17. The system of claim 16, wherein:

the user is a healthcare worker,

the workload information comprises a set of acuity scores for a set of patients being cared for by the user during the current job shift, and

the set of acuity scores is generated by, for each patient in the set of patients, processing corresponding patient data using a machine learning model trained to predict patient acuity.

18. The system of claim 17, wherein generating the first prompt comprises:

identifying one or more at-risk patients, from the set of patients, based on patient data; and

indicating the one or more at-risk patients in the first prompt.

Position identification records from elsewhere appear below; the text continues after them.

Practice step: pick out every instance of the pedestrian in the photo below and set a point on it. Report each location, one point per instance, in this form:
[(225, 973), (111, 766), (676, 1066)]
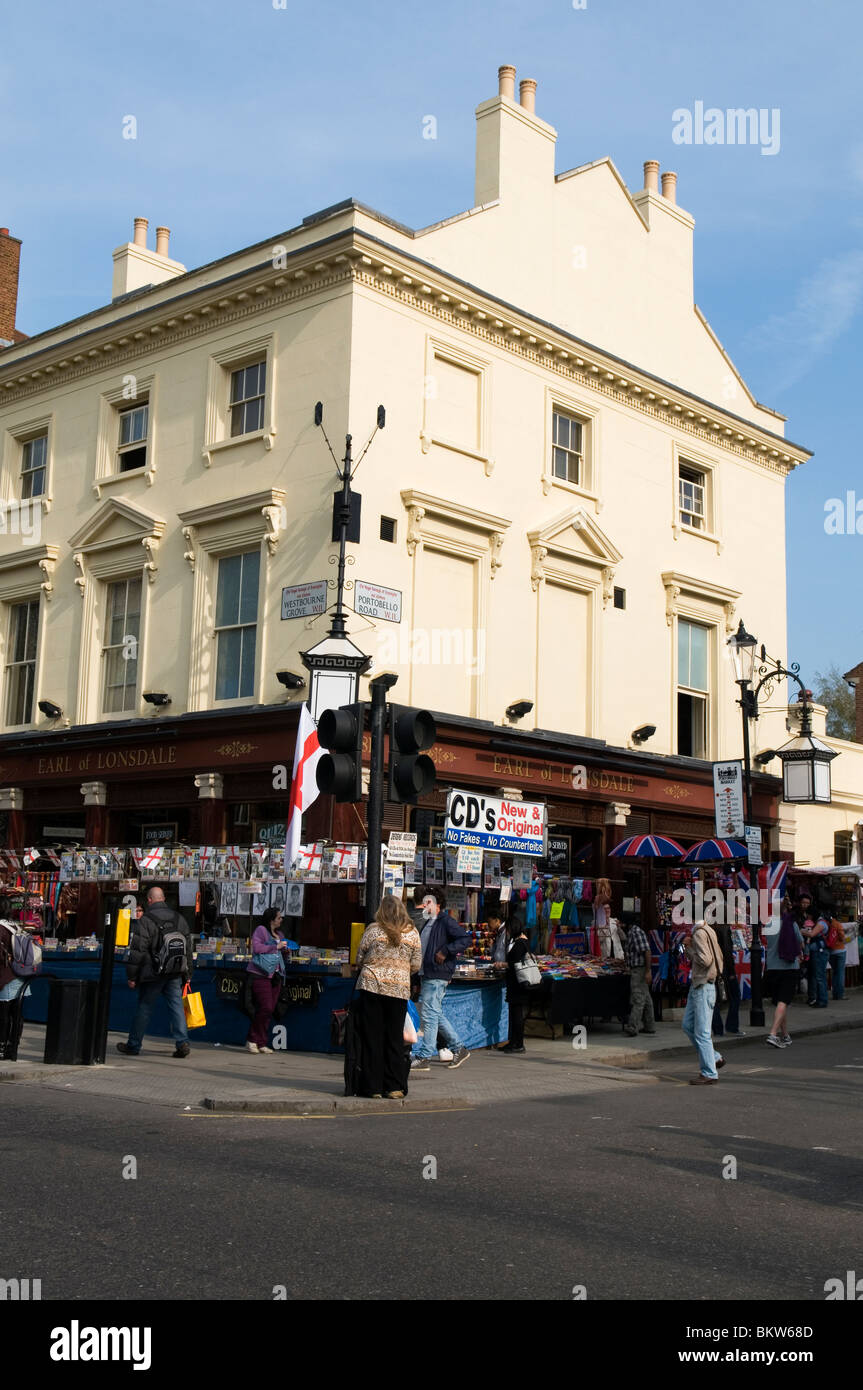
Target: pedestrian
[(517, 994), (784, 951), (639, 963), (835, 950), (703, 951), (733, 987), (270, 954), (159, 963), (388, 955), (442, 938), (20, 961), (815, 933)]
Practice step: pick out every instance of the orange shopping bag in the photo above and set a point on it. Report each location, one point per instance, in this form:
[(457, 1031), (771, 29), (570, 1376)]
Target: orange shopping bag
[(193, 1008)]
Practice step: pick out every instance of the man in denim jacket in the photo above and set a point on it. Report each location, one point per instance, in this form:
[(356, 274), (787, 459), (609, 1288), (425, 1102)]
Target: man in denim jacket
[(442, 938)]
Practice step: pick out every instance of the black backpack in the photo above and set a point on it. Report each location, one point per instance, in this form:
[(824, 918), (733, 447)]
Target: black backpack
[(170, 952)]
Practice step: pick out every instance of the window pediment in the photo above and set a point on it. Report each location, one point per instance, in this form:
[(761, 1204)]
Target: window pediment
[(453, 526), (236, 521), (696, 594), (28, 571), (110, 542), (570, 542)]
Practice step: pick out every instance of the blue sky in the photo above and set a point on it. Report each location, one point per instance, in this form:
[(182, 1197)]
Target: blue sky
[(250, 117)]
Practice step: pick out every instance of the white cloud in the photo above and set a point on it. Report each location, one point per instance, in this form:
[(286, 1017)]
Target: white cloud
[(824, 306)]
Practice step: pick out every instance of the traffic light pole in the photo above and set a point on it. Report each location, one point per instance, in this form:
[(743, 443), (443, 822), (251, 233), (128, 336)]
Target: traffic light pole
[(375, 794)]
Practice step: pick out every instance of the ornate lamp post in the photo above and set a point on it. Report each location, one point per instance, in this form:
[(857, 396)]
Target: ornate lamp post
[(805, 761)]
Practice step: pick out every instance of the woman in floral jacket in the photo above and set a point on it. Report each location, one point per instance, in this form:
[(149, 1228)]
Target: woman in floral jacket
[(388, 955)]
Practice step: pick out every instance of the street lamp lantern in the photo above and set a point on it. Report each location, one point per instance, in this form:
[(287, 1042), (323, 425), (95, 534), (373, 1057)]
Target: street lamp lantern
[(806, 765), (742, 648), (805, 762)]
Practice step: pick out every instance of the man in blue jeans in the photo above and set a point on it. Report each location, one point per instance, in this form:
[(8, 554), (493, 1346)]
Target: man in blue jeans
[(442, 938), (145, 976), (703, 951)]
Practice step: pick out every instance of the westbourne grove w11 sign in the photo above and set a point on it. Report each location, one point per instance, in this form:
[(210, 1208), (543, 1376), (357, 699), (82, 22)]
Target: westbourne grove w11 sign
[(510, 826)]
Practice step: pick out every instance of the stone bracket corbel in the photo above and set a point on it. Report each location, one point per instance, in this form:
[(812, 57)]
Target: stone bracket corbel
[(414, 534), (538, 553), (81, 578), (189, 540), (150, 544), (274, 516)]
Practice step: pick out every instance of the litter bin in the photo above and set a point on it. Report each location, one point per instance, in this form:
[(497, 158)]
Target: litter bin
[(71, 1018)]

19. The system of claim 15, wherein the stress model is a trained machine learning model, the operation further comprising training the stress model, comprising:

collecting a training set of user data associated with a historic user;

determining a level of stress being experienced by the historic user;

generating a test stress score by processing the training set of user data using the stress model; and

refining the stress model based on a difference between the test stress score and the determined level of stress.

20. The system of claim 15, wherein the additional user interaction comprises at least one of:

(i) selecting a specified visual element of the first prompt prior to dismissing the first prompt,

(ii) scrolling from a first portion of the first prompt to a second portion of the first prompt prior to dismissing the first prompt, or

(iii) typing a specified textual string prior to dismissing the first prompt.